Una
donna sconosciuta, che ci dà le spalle, dice al cellulare: «Ciao… bene. E te?». Quel te
è una stilettata al cuore che, se mai la donna si girasse, le farebbe perdere
all’istante mille punti, foss’anche Miss Universo. Se una casca sul tu, figurarsi sui congiuntivi. Ti puoi
aspettare le peggiori azioni da lei. Come da chi «riesce a dire con venti parole ciò che può essere detto in dieci»:
lo sosteneva Giosue Carducci, un Nobel della Letteratura.
Giusto per citare pure un
contemporaneo, viene in mente l’invettiva di Nanni Moretti nel film Palombella rossa: «Chi parla male,
pensa male e vive male. Bisogna trovare le parole giuste: le parole sono
importanti!».
Poi, accanto alla donna, affisso al
muro, vediamo un manifesto firmato da un fantomatico Movimento Studentesco
Nazionale. Che mostra una bomba sul punto di esplodere e la scritta «Accendi la tua voglia di rivolta. Ora».

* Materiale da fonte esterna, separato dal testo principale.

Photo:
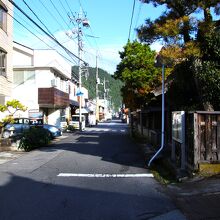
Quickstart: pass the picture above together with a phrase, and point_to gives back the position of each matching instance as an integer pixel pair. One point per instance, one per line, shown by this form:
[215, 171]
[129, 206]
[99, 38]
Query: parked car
[16, 128]
[20, 125]
[54, 131]
[75, 121]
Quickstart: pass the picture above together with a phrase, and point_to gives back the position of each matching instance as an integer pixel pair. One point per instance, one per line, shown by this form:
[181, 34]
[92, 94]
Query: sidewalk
[198, 198]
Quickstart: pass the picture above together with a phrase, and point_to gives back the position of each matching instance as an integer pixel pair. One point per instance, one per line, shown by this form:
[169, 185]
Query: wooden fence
[202, 136]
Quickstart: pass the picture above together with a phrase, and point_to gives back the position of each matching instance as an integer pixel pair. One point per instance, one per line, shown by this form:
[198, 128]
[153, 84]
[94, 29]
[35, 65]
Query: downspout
[162, 123]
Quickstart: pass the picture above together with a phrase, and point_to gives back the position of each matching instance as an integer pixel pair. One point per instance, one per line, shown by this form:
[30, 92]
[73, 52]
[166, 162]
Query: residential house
[42, 82]
[6, 50]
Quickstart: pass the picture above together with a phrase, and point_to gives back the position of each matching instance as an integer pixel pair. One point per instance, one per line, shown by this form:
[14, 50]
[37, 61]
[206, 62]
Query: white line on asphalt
[99, 175]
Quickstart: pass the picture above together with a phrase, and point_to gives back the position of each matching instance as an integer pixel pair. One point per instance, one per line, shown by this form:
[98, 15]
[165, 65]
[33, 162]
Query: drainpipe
[162, 123]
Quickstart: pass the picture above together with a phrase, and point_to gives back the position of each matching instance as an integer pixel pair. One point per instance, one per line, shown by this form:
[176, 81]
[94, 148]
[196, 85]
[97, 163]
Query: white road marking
[99, 175]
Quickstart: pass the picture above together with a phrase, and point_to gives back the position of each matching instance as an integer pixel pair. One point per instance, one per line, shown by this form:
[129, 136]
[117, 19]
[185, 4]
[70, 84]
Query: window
[2, 62]
[21, 77]
[3, 17]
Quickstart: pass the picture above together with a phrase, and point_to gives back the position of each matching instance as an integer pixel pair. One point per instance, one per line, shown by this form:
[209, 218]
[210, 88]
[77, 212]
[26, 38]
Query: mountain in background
[112, 86]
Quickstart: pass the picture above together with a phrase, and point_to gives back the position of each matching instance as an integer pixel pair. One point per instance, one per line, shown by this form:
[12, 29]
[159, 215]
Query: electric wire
[132, 15]
[51, 14]
[38, 18]
[60, 14]
[40, 39]
[137, 18]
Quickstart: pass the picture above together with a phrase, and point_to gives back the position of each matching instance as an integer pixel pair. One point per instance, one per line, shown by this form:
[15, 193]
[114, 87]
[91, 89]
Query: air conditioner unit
[54, 83]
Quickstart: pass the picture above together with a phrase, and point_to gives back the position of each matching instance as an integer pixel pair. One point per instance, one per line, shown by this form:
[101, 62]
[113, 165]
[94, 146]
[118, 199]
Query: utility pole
[81, 22]
[97, 91]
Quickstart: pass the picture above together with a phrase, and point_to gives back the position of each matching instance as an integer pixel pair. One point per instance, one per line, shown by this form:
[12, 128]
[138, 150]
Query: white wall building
[6, 50]
[42, 82]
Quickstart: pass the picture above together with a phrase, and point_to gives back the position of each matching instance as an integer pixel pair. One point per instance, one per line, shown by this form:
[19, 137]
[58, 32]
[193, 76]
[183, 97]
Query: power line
[132, 15]
[59, 14]
[40, 38]
[138, 16]
[64, 48]
[51, 14]
[38, 18]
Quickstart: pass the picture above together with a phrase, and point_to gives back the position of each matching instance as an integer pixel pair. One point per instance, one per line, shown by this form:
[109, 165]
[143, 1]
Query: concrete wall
[6, 42]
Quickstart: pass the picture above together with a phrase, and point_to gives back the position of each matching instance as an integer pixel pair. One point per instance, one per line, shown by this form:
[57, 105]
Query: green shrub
[33, 138]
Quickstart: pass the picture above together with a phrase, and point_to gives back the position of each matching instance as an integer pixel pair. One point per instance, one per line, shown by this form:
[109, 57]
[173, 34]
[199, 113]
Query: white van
[75, 121]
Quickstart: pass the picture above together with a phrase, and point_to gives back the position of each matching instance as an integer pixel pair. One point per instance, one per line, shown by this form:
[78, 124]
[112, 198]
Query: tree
[189, 42]
[138, 73]
[178, 27]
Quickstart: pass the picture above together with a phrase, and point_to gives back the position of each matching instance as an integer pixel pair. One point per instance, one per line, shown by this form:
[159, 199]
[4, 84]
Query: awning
[74, 103]
[83, 111]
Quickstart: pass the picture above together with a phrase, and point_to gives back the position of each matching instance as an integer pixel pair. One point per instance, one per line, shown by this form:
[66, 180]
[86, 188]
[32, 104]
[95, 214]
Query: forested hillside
[112, 86]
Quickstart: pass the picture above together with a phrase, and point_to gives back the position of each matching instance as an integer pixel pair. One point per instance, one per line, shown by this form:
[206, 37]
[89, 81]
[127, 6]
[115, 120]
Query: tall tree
[138, 73]
[189, 41]
[178, 26]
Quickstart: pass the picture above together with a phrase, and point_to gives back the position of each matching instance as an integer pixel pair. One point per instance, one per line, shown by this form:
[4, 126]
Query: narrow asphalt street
[97, 174]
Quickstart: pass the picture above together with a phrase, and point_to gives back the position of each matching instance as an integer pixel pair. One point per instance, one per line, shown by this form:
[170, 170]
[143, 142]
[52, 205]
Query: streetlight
[162, 122]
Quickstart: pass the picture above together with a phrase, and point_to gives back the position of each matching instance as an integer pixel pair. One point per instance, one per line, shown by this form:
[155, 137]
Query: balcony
[52, 98]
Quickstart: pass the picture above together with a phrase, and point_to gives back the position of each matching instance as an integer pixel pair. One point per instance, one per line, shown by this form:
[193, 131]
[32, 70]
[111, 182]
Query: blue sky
[109, 25]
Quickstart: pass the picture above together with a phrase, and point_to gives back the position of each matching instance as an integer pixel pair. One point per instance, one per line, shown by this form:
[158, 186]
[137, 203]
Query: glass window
[2, 63]
[3, 19]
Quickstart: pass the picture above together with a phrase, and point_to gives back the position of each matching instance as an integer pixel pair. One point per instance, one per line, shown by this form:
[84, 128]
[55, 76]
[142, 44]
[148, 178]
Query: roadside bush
[33, 138]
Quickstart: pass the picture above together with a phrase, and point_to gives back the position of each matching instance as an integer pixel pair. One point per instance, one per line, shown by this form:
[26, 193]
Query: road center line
[99, 175]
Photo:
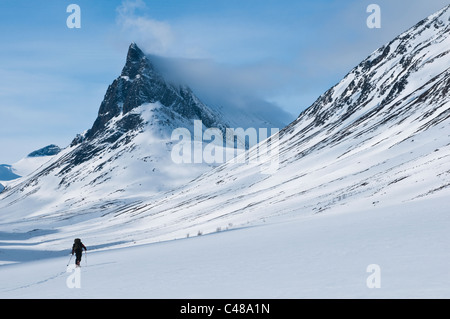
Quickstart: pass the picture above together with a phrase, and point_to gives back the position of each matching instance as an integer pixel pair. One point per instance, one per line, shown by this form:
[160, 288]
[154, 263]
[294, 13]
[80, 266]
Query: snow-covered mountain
[379, 139]
[127, 151]
[27, 165]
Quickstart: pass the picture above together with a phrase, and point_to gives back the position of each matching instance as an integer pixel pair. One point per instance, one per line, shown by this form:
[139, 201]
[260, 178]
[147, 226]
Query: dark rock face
[141, 83]
[49, 150]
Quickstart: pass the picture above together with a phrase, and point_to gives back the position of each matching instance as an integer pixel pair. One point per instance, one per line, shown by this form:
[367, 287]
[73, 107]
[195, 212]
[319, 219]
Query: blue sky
[287, 53]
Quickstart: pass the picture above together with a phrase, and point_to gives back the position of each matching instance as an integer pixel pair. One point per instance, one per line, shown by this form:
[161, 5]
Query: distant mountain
[6, 173]
[380, 138]
[127, 151]
[49, 150]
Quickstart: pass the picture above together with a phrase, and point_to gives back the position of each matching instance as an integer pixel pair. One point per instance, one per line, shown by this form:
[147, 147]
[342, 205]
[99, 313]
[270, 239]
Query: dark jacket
[77, 248]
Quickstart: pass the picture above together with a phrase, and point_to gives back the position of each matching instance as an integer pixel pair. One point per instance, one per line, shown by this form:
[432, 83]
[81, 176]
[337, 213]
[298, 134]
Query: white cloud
[152, 35]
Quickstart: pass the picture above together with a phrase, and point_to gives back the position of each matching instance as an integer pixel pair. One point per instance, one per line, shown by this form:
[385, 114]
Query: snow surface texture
[363, 178]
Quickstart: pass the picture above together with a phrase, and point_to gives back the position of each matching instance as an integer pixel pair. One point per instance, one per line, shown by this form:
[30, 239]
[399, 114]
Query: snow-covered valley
[360, 179]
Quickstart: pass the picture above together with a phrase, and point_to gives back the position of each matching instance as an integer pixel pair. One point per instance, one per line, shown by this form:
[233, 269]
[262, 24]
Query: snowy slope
[126, 153]
[361, 177]
[377, 139]
[324, 256]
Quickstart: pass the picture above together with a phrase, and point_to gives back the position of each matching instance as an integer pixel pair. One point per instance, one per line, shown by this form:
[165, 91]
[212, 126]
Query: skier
[77, 248]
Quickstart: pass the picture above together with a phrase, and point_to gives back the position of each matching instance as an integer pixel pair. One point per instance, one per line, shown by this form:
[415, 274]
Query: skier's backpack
[77, 245]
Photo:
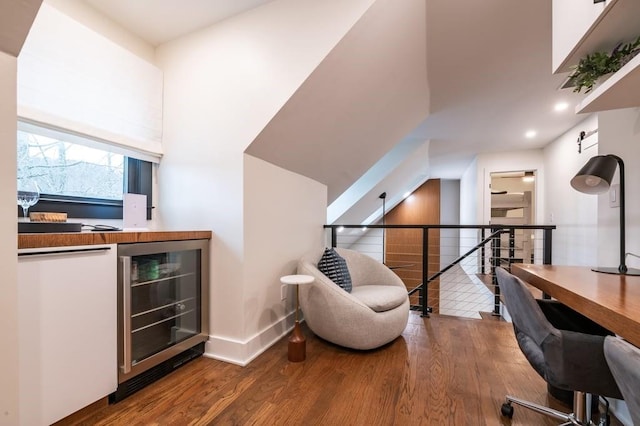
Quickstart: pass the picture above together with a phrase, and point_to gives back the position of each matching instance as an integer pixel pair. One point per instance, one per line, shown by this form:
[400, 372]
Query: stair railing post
[495, 262]
[424, 292]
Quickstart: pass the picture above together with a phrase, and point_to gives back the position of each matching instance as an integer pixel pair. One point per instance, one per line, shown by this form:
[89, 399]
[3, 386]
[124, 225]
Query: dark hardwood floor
[441, 371]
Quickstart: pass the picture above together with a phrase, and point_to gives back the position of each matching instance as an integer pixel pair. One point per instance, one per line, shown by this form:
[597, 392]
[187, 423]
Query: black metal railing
[482, 247]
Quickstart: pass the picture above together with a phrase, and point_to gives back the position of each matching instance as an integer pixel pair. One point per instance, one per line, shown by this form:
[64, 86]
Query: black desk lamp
[595, 178]
[382, 197]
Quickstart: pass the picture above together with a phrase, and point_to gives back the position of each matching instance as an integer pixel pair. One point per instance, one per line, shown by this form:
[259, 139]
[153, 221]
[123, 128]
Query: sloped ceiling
[368, 93]
[488, 65]
[490, 73]
[159, 21]
[16, 19]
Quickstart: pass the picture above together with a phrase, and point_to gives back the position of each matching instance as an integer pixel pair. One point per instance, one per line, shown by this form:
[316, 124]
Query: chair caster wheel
[507, 410]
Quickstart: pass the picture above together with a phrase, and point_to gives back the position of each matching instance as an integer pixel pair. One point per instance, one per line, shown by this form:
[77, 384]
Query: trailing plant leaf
[595, 65]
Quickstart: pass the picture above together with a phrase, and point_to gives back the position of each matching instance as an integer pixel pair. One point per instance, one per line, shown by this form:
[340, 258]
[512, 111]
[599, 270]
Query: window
[78, 176]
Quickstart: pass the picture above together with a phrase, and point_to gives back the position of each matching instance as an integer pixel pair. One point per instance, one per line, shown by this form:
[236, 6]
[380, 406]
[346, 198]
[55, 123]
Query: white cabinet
[67, 323]
[580, 28]
[571, 20]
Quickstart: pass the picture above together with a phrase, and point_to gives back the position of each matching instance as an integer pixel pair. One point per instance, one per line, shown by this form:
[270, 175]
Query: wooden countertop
[118, 237]
[612, 301]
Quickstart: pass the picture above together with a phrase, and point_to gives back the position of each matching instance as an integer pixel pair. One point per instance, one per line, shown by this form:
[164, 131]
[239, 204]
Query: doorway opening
[513, 203]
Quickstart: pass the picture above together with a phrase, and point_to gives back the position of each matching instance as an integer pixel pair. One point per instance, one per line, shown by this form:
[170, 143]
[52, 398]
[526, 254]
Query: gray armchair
[624, 360]
[373, 314]
[565, 348]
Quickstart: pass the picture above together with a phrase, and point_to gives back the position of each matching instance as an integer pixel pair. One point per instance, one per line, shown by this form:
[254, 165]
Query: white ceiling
[488, 63]
[159, 21]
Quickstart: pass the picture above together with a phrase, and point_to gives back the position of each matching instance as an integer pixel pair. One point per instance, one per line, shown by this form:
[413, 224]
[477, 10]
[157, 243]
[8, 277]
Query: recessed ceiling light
[561, 106]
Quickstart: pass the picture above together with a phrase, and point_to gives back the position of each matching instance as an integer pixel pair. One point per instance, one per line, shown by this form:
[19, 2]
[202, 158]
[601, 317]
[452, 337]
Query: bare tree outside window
[63, 168]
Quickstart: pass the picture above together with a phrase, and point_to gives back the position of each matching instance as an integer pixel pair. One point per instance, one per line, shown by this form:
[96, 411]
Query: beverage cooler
[163, 295]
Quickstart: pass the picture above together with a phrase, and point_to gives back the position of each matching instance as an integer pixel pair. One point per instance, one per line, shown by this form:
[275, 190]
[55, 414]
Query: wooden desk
[612, 301]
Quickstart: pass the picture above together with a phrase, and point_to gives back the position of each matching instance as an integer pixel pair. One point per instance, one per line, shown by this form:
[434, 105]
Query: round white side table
[297, 342]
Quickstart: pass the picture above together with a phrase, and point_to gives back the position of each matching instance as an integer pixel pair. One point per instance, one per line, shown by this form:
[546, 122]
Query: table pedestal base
[297, 344]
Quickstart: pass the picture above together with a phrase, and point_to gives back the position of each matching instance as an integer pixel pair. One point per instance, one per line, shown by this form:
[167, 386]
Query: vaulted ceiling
[402, 98]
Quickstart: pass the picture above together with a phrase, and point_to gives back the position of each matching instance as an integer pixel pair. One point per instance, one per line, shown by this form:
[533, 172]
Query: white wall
[619, 134]
[469, 206]
[222, 86]
[575, 214]
[449, 215]
[283, 217]
[507, 162]
[88, 16]
[8, 248]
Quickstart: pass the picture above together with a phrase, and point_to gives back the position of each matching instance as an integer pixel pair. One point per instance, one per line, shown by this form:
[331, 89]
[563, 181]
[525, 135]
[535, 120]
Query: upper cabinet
[581, 27]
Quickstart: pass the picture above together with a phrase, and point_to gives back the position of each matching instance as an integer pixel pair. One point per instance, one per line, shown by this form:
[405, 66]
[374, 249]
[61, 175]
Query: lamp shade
[595, 176]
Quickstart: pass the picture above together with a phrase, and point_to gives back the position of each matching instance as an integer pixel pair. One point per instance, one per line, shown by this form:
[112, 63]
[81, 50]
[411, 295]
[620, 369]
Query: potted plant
[595, 65]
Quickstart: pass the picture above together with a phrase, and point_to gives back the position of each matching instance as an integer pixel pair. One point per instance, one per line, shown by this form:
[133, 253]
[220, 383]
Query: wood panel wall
[404, 246]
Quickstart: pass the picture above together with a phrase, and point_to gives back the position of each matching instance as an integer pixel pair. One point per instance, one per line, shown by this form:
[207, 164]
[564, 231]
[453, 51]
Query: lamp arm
[623, 266]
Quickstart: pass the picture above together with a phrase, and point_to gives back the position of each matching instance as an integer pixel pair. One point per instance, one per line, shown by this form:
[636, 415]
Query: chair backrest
[624, 362]
[523, 308]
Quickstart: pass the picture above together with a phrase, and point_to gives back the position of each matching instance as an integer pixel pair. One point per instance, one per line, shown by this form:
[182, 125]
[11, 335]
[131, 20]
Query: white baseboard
[242, 352]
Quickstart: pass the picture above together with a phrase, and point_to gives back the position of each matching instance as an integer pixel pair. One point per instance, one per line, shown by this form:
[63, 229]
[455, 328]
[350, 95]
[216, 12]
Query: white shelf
[618, 22]
[621, 90]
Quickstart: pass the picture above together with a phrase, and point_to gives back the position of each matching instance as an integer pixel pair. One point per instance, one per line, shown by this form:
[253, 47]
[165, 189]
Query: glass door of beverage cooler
[161, 303]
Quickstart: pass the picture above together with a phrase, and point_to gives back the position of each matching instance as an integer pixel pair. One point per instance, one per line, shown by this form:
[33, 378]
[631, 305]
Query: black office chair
[624, 361]
[565, 348]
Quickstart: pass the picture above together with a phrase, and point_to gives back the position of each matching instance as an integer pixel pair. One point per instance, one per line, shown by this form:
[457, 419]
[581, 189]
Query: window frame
[137, 180]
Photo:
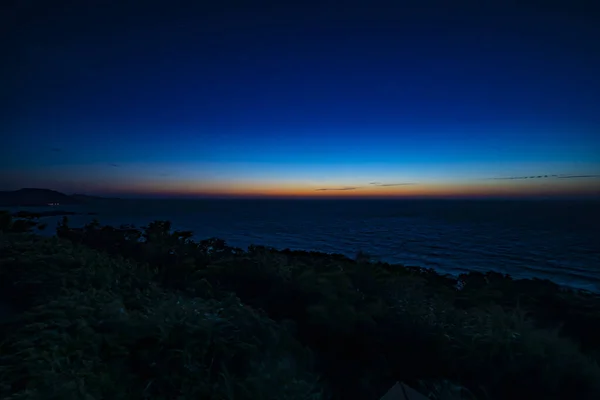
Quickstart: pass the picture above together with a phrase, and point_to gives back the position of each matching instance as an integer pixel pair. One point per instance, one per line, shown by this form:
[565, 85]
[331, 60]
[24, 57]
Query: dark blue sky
[285, 99]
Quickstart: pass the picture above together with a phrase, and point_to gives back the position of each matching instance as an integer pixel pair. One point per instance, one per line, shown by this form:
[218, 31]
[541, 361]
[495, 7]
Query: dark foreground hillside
[125, 313]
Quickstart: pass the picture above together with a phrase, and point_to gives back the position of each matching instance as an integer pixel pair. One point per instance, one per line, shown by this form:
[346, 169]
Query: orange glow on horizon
[296, 190]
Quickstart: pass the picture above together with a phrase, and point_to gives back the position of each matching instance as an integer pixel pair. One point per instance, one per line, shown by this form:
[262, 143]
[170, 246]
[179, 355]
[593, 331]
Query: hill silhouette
[36, 197]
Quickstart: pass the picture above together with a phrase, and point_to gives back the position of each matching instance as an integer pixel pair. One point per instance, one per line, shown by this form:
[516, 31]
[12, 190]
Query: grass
[105, 312]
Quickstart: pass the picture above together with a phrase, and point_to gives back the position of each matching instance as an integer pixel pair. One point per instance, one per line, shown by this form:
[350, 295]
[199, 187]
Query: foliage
[222, 322]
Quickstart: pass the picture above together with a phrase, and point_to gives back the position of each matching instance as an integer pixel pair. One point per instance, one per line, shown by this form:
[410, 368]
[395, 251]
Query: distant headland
[34, 197]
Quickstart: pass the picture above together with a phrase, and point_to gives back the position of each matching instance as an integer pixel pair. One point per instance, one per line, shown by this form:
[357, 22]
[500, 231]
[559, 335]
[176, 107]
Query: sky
[305, 99]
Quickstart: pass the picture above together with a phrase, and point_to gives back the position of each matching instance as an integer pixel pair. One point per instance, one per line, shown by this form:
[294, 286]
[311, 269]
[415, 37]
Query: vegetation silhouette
[122, 312]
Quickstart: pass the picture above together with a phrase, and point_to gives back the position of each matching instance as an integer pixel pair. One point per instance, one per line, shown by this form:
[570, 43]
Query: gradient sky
[257, 98]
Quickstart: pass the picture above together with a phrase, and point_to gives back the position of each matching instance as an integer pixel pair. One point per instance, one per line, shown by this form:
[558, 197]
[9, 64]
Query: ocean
[557, 240]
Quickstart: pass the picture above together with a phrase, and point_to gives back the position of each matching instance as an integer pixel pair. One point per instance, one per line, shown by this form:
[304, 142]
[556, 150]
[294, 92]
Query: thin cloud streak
[345, 188]
[397, 184]
[371, 183]
[545, 177]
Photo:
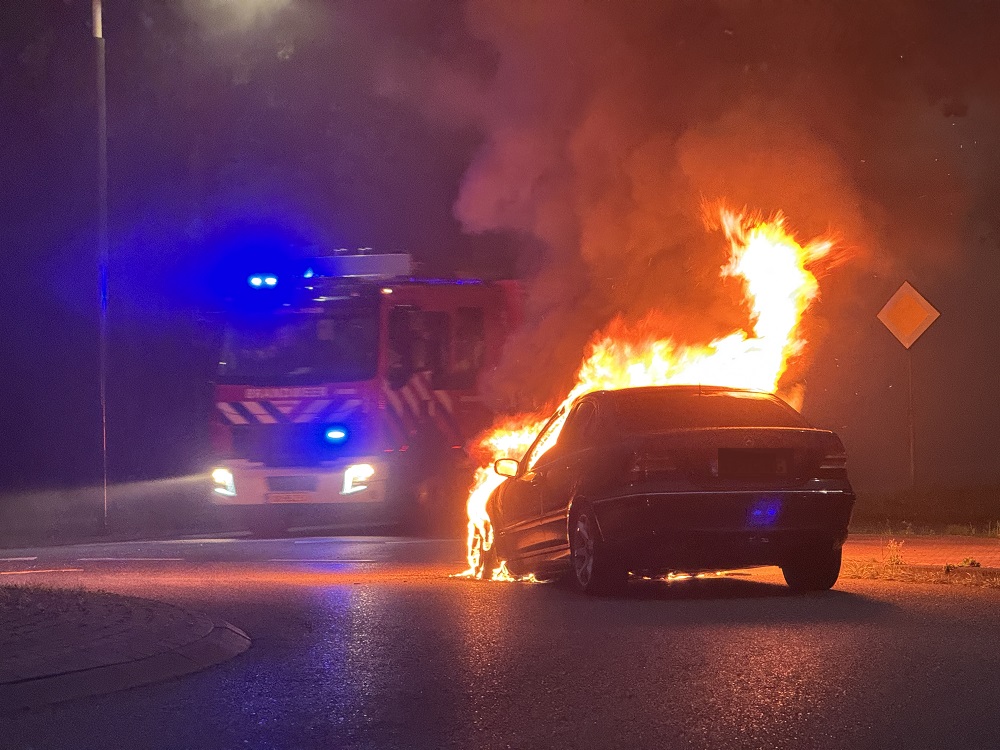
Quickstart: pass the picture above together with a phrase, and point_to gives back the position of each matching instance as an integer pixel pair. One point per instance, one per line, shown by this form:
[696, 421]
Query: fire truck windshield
[301, 349]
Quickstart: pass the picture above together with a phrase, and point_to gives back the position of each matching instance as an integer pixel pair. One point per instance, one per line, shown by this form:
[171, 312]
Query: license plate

Entriamo in crisi e ci domandiamo che senso abbia prendersela con gli errori
grammaticali, con gli accenti sbagliati, con l’eccesso di parole, con l’abuso
di parole straniere e quant’altro, quando ne circolano altre – ben più gravi –
che incitano alla violenza. Da cui nessuno prende le distanze. E che nessuno
sanziona.
Persino per l’acqua, che è un bene
vitale, si fa pagare un prezzo. Se si facesse altrettanto con chi usa parole
cariche di odio, si otterrebbe quanto meno il risultato di far pensare a ciò
che si dice.
Un prezzo, però, non in denaro, per non dare un
ulteriore privilegio ai ricchi. E allora, cos’altro? Si potrebbe esigere di
perdonare qualcuno. Per dare il
buon esempio, noi incominciamo a farlo con la donna al cellulare. Anche per
rendere omaggio ai suoi capelli: la bellezza che si svela, seppure limitata a
un dettaglio, ha il potere di stendere un velo pietoso su un te.